Background: Atezolizumab, a high-affinity engineered human anti-PD-L1 monoclonal immunoglobulin-G1 antibody, has dramatically produced clinical benefit for patients with advanced non-small cell lung cancer (NSCLC). However, the biomarker and immunomodulatory effects of PD-L1 blockade in peripheral immunity remains to be illustrated. Methods: In a prospective cohort with twelve Chinese advanced NSCLC patients who received intravenous atezolizumab 1200 mg once every 3 weeks as second-line treatment. Blood samples were obtained prior to and 6 weeks after atezolizumab initiation, and the time when disease progression confirmed. Patients were classified into response or progression group according to their clinical efficacy to atezolizumab. TCRβ chains of CD8+ T cells were analyzed by NGS using TCR profiling system at the deep level (ImmuQuad Biotech, Hangzhou China). Briefly, a 5' RACE unbiased amplification protocol was applied. Sequencing was performed on an Illumina MiSeq system. Meanwhile, fresh PBMCs from patients were stained with anti-human CD3, CD8, and PD1 antibodies for flow cytometry analysis. Results: Clonal expansion with high PD1 expression was detected in all patient peripheral CD8+ T cells before atezolizumab therapy. Unlike progression group, diversity of TCR repertoire and singletons in TCRβ pool, apparently increased overtime with atezolizumab administration and the TCR repertoire showed dynamic changes by calculated with Baroni-Urbani & Buser similarity index in response group. Meanwhile, the frequency of CD8+PD1high terminal exhausted T cells declined in response group after treatment. Conclusions: Results from deep sequencing of the T-cell Receptors highly indicated the existing of tumor antigen-specific T cells with exhaustion phenotype caused by persistent tumor antigen stimulation in Chinese advanced NSCLC patients. Our study demonstrated that an efficient anti-PD-L1 therapy could reshape T-cell repertoire for targeting and adapting to tumor heterogeneity, and reinvigorate the progenitor exhausted T cell population which includes tumor antigen-specific T cells for fighting tumor cells.

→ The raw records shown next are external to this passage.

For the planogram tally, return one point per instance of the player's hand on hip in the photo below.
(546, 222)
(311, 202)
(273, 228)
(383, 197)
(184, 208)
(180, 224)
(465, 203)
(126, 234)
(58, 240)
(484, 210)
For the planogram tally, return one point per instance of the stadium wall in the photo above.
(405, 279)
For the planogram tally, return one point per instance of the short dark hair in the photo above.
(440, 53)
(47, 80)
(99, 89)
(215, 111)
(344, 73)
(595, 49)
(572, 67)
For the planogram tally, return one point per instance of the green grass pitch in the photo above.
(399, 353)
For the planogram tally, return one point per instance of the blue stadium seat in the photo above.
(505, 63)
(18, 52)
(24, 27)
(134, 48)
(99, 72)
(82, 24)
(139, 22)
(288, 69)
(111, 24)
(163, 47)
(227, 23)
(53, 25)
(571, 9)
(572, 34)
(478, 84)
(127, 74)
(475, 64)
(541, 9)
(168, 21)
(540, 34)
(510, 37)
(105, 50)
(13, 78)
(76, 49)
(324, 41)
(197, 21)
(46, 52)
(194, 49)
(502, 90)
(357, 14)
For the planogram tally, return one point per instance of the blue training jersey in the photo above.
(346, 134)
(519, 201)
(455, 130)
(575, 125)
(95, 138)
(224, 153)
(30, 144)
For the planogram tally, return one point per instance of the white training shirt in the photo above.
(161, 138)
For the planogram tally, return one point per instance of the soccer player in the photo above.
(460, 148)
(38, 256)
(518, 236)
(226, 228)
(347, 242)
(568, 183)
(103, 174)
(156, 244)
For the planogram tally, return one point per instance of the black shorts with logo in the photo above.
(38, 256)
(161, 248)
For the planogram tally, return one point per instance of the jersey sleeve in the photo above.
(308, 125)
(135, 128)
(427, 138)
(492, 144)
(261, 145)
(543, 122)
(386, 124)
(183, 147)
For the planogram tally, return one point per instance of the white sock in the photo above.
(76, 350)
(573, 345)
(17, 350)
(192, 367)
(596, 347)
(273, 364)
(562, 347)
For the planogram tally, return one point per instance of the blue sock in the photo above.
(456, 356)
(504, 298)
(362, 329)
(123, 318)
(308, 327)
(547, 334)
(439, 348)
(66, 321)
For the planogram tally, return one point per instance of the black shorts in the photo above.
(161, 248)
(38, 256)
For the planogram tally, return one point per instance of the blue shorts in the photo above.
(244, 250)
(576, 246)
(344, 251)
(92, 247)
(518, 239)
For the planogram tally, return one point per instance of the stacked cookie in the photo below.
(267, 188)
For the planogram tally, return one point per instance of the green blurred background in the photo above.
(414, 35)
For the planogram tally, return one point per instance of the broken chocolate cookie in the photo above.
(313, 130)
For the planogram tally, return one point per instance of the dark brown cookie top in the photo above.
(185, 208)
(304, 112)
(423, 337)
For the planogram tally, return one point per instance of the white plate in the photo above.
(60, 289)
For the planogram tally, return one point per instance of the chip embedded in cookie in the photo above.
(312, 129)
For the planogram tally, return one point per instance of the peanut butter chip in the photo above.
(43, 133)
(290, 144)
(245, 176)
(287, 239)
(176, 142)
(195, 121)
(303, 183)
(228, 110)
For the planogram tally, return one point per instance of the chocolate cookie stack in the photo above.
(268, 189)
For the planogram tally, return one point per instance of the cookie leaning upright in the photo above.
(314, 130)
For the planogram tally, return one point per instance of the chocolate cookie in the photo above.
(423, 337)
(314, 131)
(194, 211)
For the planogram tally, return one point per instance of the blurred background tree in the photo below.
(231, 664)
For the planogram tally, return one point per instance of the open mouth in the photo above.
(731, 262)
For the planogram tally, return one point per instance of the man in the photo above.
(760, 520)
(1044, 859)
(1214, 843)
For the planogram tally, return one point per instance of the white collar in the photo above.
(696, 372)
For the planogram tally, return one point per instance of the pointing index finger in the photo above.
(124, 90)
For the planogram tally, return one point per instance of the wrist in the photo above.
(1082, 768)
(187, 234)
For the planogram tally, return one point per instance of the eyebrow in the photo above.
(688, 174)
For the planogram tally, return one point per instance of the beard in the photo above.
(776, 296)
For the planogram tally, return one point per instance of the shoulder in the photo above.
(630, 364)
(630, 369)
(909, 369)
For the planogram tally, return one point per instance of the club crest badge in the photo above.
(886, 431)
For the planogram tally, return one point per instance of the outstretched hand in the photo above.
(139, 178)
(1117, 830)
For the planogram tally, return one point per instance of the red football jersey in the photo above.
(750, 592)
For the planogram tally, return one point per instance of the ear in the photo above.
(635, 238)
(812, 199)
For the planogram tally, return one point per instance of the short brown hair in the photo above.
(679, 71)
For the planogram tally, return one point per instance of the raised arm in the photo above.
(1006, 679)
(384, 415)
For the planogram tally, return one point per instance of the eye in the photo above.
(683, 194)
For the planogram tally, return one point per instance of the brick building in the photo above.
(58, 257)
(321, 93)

Chimeric Antigen Receptor T-Cell Therapy Shapes T Cell Repertoire in Chinese Patients with B-Cell Acute Lymphocyte Leukemia

Introduction: Chimeric antigen receptor (CAR) T-cell therapy has displayed potent anti-leukemia activity in refractory/relapsed acute lymphocytic leukemia (ALL). However, the influence of CAR-T therapy on host systemic and local immunity has not been well examined. We therefore applied high-throughput T cell receptor β chain sequencing to track dynamic change of T-cell repertoire in vivo induced by CAR-T therapy in B-cell acute lymphocytic leukemia patients. Patients and Methods: Six patients with 45 samples were under observation. The samples obtained to be tested were the peripheral blood mononuclear cell (PBMC) samples and bone marrow mononuclear cell (BMMC) samples before and after CAR-T administration, as well as the CAR-transduced autologous T cell samples on the day when they were to be infused to patients. The information of samples and patients was summarized in Table 1. The TCR full length mRNAs of these samples were deeply sequenced using the ImmunHub® TCR profiling system (ImmunQuad Biotech). Briefly, a 5'RACE unbiased amplification protocol was used. An algorithm was applied to raw sequencing data for PCR and sequencing errors correction and V, D, J, C gene segments mapping with IMGT®. The inverse Simpson index and the clonality index was calculated to estimate TCRβ clonotype diversity and the state of clonal proliferation of T cells. The donut chart and clone tracking heat map were generated by R.